Intel® Fortran Compiler
Build applications that can scale for the future with optimized code designed for Intel® Xeon® and compatible processors.

Faster 3-D array access?

Bruce_Weaver
Beginner
4,174 Views

Hi,

I've got a very large 3-D array I access randomly so that I am memory-bound 32% of the time.  A quick attempt to move the the data into several very large 2-D arrays didn't seem to help significantly.  I'm starting to wonder about some version of equivalence statements into thousands of vectors or some such.  There is no obvious (static) pattern of data access that would suggest a way to rearrange the indices.  Any thoughts?

thanks,

Bruce

0 Kudos
36 Replies
Brooks_Van_Horn
New Contributor I
1,372 Views

This problem's solution is very specific to what you are trying to do. Is the matrix symmetric? Sparsely populated? Is it a variance-covariance matrix? Is it a filter and if so what kind?

You are asking for a solution without stating the real issues. Please be more specific. Like why do you even need a matrix. Is the problem partitionable? Without loss of generality, what drove you to 3D?

Best of luck,

Brooks

0 Kudos
Bruce_Weaver
Beginner
1,372 Views

It is an array of physical data, not a matrix.

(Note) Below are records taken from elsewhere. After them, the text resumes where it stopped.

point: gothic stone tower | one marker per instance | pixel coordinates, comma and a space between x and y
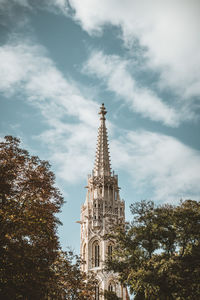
102, 208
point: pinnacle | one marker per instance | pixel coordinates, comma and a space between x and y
102, 165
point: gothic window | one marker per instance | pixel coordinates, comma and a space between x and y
100, 191
84, 252
96, 292
110, 287
84, 257
96, 254
95, 193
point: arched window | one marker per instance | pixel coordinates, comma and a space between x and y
96, 292
96, 254
110, 249
84, 252
110, 287
84, 256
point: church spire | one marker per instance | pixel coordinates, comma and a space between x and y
102, 162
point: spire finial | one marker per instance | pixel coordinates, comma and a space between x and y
102, 112
102, 162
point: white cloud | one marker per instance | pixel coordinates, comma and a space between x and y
113, 70
27, 69
171, 168
160, 162
169, 30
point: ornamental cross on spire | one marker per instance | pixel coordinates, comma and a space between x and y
102, 162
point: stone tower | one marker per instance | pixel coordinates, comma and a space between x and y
102, 208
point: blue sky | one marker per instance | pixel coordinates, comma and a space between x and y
59, 60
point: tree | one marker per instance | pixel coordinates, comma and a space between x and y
32, 265
158, 254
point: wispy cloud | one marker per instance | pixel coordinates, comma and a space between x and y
159, 163
27, 69
167, 30
171, 168
114, 71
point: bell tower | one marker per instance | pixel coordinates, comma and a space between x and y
102, 208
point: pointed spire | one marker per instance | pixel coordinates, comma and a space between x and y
102, 162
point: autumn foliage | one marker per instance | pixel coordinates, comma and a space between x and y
158, 254
32, 265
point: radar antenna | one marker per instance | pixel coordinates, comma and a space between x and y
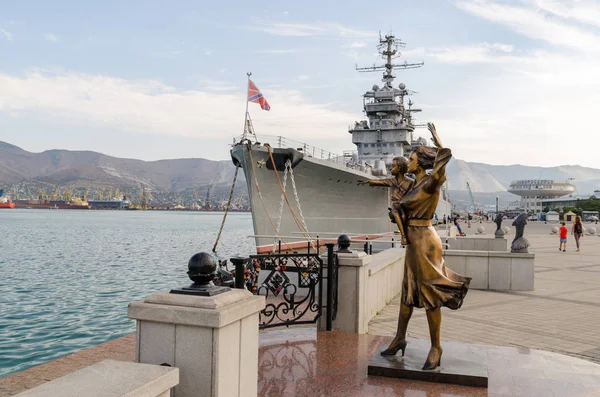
388, 48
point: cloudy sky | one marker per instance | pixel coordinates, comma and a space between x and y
506, 82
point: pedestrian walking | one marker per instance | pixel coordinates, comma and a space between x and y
563, 237
577, 230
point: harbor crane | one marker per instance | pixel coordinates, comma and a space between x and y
472, 200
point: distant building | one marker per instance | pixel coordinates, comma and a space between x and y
534, 192
562, 202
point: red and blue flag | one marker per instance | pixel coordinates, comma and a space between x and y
254, 95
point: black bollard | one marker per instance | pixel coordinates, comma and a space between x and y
329, 323
238, 263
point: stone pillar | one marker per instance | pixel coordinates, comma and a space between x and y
352, 293
213, 340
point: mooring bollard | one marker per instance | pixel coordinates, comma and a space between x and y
204, 330
329, 324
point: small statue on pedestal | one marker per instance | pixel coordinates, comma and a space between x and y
520, 243
499, 232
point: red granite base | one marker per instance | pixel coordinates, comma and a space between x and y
302, 362
305, 363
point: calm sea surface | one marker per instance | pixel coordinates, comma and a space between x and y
66, 276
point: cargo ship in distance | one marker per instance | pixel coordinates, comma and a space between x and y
74, 204
297, 189
5, 202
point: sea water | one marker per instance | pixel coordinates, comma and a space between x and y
66, 276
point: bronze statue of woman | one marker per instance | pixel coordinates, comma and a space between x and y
427, 282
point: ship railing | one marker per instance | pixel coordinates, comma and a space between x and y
278, 141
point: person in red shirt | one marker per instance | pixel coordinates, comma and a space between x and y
563, 237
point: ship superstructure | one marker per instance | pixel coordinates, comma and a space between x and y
295, 188
388, 132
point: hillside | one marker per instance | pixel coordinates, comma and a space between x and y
81, 168
485, 178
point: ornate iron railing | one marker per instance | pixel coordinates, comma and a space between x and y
293, 287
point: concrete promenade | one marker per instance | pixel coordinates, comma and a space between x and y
561, 315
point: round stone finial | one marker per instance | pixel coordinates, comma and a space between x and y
344, 243
202, 268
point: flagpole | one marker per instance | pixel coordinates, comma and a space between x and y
246, 114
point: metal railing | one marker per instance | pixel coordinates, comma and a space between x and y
278, 141
293, 288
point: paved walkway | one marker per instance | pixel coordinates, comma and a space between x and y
561, 315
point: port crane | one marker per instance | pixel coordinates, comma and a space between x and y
475, 210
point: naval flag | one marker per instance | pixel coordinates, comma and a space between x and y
254, 95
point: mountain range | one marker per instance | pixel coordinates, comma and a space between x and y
81, 168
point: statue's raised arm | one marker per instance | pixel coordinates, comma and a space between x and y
434, 136
442, 157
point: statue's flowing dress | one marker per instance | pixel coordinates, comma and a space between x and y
427, 281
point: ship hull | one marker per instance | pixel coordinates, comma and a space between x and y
50, 204
331, 200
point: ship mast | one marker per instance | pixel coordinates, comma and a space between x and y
388, 48
388, 131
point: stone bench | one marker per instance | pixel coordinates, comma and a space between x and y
111, 378
478, 244
494, 270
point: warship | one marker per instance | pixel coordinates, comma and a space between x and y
325, 198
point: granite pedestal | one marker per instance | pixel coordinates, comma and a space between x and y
213, 340
458, 367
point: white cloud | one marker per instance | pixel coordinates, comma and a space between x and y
165, 54
530, 22
6, 34
282, 51
475, 53
301, 30
153, 107
50, 37
580, 10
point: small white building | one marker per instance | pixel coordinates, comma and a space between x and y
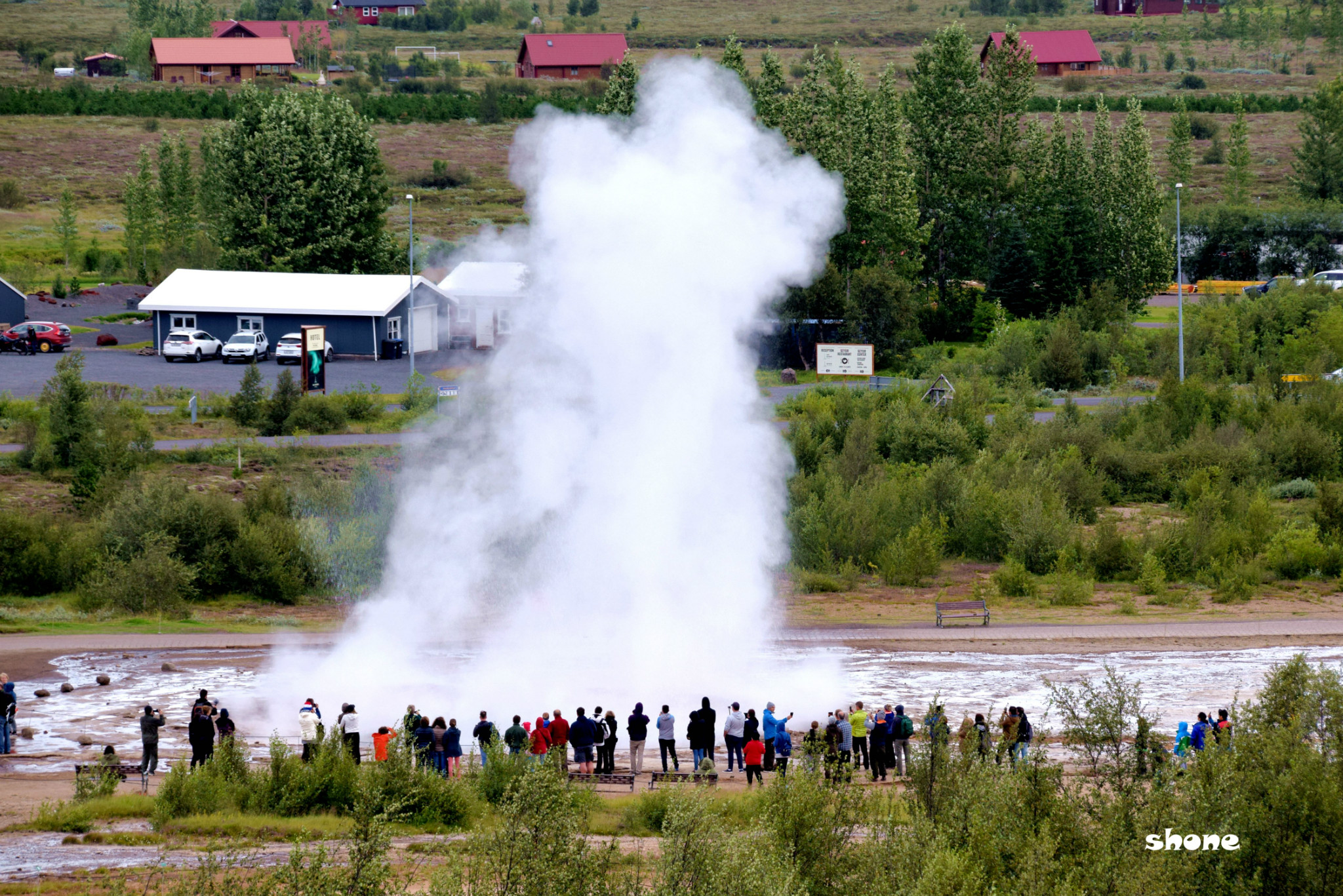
484, 297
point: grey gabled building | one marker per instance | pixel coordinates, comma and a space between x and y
359, 311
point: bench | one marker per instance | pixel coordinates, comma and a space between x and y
681, 777
624, 781
123, 770
962, 610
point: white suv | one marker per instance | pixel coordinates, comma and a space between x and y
191, 343
247, 345
289, 348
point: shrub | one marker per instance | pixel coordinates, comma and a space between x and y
1293, 491
319, 414
915, 555
1295, 551
1014, 581
1071, 590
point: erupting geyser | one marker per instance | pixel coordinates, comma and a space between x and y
605, 520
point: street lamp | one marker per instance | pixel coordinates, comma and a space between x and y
410, 296
1180, 286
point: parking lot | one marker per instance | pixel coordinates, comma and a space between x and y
23, 375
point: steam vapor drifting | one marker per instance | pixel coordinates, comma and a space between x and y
605, 519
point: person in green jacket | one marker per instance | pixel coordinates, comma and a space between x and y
516, 738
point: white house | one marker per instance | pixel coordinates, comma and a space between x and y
484, 297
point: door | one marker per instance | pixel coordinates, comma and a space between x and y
426, 328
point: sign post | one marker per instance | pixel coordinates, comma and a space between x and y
835, 359
315, 359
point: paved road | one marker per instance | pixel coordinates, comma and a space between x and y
927, 632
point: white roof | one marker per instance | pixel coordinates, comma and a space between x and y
494, 280
275, 293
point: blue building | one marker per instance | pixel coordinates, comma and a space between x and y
359, 311
12, 305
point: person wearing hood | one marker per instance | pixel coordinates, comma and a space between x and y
201, 734
638, 728
583, 738
225, 726
734, 735
310, 718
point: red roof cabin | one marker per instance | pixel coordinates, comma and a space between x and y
1056, 52
210, 61
569, 56
292, 30
361, 14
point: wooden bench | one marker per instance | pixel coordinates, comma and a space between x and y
123, 770
681, 777
962, 610
625, 781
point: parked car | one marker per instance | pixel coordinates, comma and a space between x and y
1334, 279
51, 336
247, 345
193, 344
289, 349
1259, 289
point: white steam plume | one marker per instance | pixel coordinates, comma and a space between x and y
603, 522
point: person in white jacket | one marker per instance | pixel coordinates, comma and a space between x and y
310, 718
734, 734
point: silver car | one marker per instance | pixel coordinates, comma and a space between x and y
192, 344
249, 345
289, 349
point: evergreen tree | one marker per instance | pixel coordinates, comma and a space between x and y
1180, 151
621, 93
142, 214
1237, 178
947, 138
298, 184
1140, 253
770, 90
734, 58
1318, 171
66, 226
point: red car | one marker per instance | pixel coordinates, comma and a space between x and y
51, 336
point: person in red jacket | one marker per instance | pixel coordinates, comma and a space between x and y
753, 752
540, 741
559, 732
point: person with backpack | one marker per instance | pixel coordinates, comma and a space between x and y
1024, 734
583, 737
637, 726
904, 727
484, 734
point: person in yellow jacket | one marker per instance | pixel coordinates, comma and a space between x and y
858, 719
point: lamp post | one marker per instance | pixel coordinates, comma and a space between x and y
410, 296
1180, 286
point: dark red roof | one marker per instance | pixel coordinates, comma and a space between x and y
1053, 46
292, 30
572, 49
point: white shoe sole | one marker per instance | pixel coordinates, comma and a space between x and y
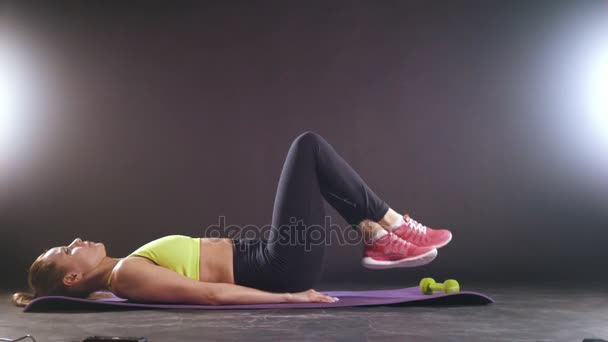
420, 260
445, 243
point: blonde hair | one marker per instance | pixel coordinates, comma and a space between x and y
44, 279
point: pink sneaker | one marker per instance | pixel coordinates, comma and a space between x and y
391, 251
421, 235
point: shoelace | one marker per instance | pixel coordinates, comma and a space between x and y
396, 244
419, 227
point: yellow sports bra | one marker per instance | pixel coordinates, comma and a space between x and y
176, 252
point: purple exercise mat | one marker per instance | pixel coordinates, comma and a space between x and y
409, 295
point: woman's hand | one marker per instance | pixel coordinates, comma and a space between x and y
310, 296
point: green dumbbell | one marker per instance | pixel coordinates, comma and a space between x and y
429, 286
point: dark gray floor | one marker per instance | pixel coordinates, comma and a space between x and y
521, 313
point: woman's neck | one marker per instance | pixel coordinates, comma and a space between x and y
97, 280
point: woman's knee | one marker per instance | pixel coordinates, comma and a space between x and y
307, 138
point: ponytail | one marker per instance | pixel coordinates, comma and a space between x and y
22, 298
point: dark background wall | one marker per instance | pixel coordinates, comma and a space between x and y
150, 119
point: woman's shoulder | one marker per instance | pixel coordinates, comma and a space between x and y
125, 267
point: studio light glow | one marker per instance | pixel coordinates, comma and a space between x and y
597, 88
13, 100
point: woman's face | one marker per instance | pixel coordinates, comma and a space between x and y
78, 257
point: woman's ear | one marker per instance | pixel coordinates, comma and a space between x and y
72, 279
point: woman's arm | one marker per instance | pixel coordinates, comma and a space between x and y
139, 280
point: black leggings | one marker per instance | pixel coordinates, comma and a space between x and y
291, 258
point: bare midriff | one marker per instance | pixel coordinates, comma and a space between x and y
216, 261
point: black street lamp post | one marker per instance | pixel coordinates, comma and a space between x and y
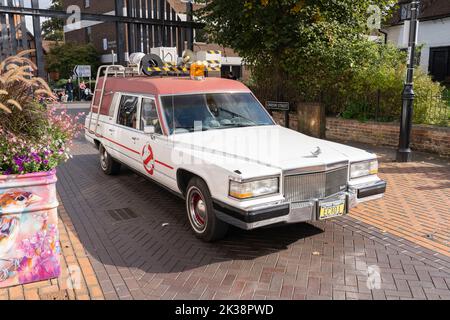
404, 150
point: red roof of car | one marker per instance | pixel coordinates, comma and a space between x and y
154, 85
164, 86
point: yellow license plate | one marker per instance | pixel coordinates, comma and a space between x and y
332, 210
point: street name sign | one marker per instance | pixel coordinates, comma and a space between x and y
278, 106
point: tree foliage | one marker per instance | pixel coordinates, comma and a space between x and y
62, 58
53, 28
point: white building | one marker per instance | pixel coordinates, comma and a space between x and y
433, 35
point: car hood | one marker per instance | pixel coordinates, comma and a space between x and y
272, 146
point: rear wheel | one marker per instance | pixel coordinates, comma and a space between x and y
200, 211
107, 163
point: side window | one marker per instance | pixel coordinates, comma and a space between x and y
128, 112
149, 115
112, 106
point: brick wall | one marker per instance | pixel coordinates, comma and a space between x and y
424, 138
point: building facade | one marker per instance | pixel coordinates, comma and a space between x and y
433, 35
103, 35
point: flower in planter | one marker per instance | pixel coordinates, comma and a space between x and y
35, 131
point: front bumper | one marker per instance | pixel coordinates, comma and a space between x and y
281, 213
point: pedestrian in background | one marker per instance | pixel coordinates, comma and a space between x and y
69, 90
82, 90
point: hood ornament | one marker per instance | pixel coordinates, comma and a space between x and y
316, 152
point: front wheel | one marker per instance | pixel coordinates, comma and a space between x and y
107, 163
199, 207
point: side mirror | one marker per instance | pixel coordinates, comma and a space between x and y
149, 129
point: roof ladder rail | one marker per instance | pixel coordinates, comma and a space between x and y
108, 70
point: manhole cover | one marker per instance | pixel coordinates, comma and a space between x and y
122, 214
60, 295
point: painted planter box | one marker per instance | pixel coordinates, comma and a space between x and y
29, 239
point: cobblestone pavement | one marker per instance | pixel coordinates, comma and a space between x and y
417, 203
139, 244
396, 248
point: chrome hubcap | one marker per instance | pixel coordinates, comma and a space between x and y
197, 210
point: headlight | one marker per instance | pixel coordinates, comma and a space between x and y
362, 169
253, 189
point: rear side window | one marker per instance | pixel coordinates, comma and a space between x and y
149, 115
128, 112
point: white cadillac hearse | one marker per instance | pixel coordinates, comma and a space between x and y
211, 142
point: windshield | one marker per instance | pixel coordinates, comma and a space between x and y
213, 111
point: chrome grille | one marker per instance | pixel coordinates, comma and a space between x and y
317, 185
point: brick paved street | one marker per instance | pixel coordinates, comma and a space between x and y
131, 240
150, 253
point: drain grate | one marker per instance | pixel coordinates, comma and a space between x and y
122, 214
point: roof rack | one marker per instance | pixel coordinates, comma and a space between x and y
109, 70
149, 65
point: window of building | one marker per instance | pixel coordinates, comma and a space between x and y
439, 66
89, 34
149, 115
128, 112
405, 11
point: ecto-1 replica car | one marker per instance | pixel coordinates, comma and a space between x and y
211, 142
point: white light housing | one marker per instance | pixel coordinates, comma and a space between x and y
364, 168
253, 189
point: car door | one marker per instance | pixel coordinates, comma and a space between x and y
154, 147
127, 131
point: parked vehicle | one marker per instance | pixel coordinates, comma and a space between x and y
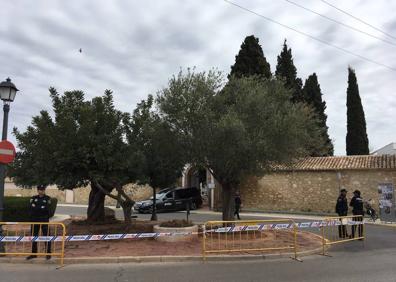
172, 199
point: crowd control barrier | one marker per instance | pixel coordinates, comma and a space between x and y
337, 230
33, 238
249, 236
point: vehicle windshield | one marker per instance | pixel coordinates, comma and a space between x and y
158, 196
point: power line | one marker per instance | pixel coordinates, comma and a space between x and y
358, 19
312, 37
340, 23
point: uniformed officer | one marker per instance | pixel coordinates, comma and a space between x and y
357, 209
342, 210
40, 212
238, 203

"The array contains pre-calculated parameters required in an astrophysics computation."  The 3-D-ness of the array are the coordinates of the data: species name, height in the atmosphere, precomputed parameter type.

The stated real issue is: "I've got a very large 3-D array I access randomly so that I am memory-bound 32% of the time."  The replies by Jim  & John, although not a solution, are very much to the point.

 

0 Kudos
jimdempseyatthecove
Honored Contributor III
1,373 Views

>>The 3-D-ness of the array are the coordinates of the data: species name, height in the atmosphere, precomputed parameter type.

Is the transition of values from point to point smooth?

If so, you may be able to increase the spatial separation and interpolate the in between values. A factor of 2 in all three directions yields 8x reduction in array size.

Also, in astrophysics problems, data points tend to be sparsely located in clusters. Is it possible to partition your one very larger array into several/many smaller 3D arrays (spatially) with each having a different sample point density (distance between sample points varies amongst sub arrays). Note, in the atmosphere, air density varies with altitude, therefore, your sample point density may be able to vary by altitude.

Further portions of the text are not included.